Have you thought about what’s going on in your town lately? Unless you are living in an oil/gas boom town or in a town sucking resources from the rest of the country (Washington,DC), then your town probably has a lot in common with the towns I’ve lived in lately.
Just ask yourself some questions about your town: “is it booming with growth or is it visibly decaying?” “What industry consistently employs the most people?” “How does this industry invest in your town?”
My answers are, “decaying; government; buildings.”
Seriously. Look around you. The employer that has consistently expanded by erecting the newest and largest structures in town is government.
The very small town I work in has multiple downtown structures completely abandoned and falling apart. No one bothers to do anything about it – it’s just not worth the effort.
In stark contrast, just across the street from the aging, decaying structures is a decades-newer multi-story building.
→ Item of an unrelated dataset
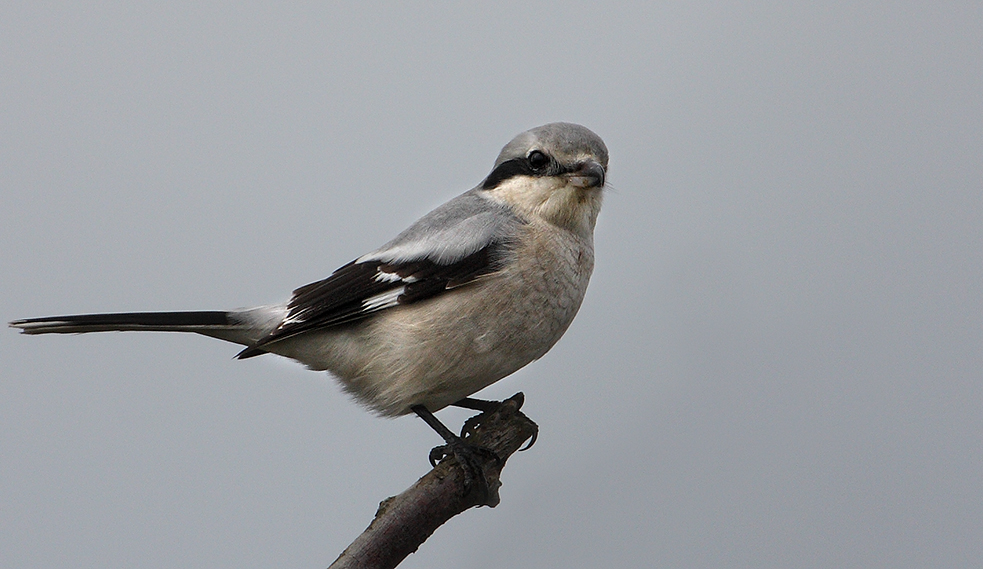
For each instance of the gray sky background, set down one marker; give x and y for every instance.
(778, 363)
It dominates the main thoroughfare through town, occupying the choicest location. It is the county administration building.
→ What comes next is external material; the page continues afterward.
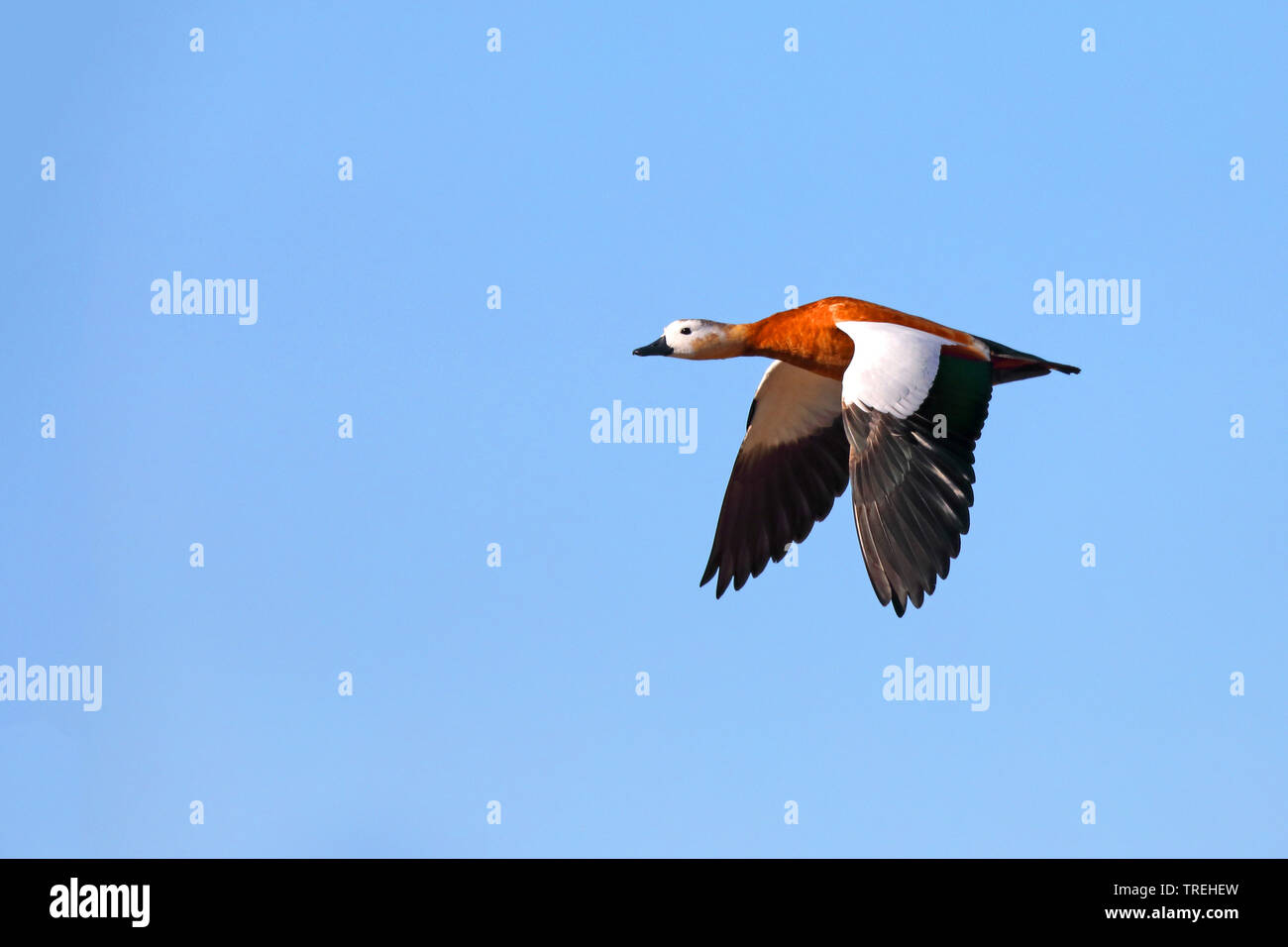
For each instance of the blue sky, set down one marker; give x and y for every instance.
(472, 425)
I was shocked, and yet not so, to recently learn that the site was formerly occupied by a thriving hotel. A hotel that brought tourists, trade, and investment to the area.
No more striking example of what is wrong with our towns could possibly be presented.
You see, government does not invest or grow anything. Economic growth is simply the ability to produce more of the goods and services that we want while using consistently fewer resources. Businesses accomplish this by investing and then reinvesting any profits earned.
Government does no such thing. It exists entirely off of the taxes taken from productive business. It invests nothing that will allow it to produce more goods and services with fewer resources in the future. It doesn’t need to. Like a leach it depends on business to do this for it. This is a self-destructive model of consumption without investment.
The simple fact is that increased government consumption resulting in downtown real estate takeovers is destroying our towns.
Don’t believe me? Look around your town. Look at reality in bricks and mortar. The answer to Our Town’s decay is staring us in the face.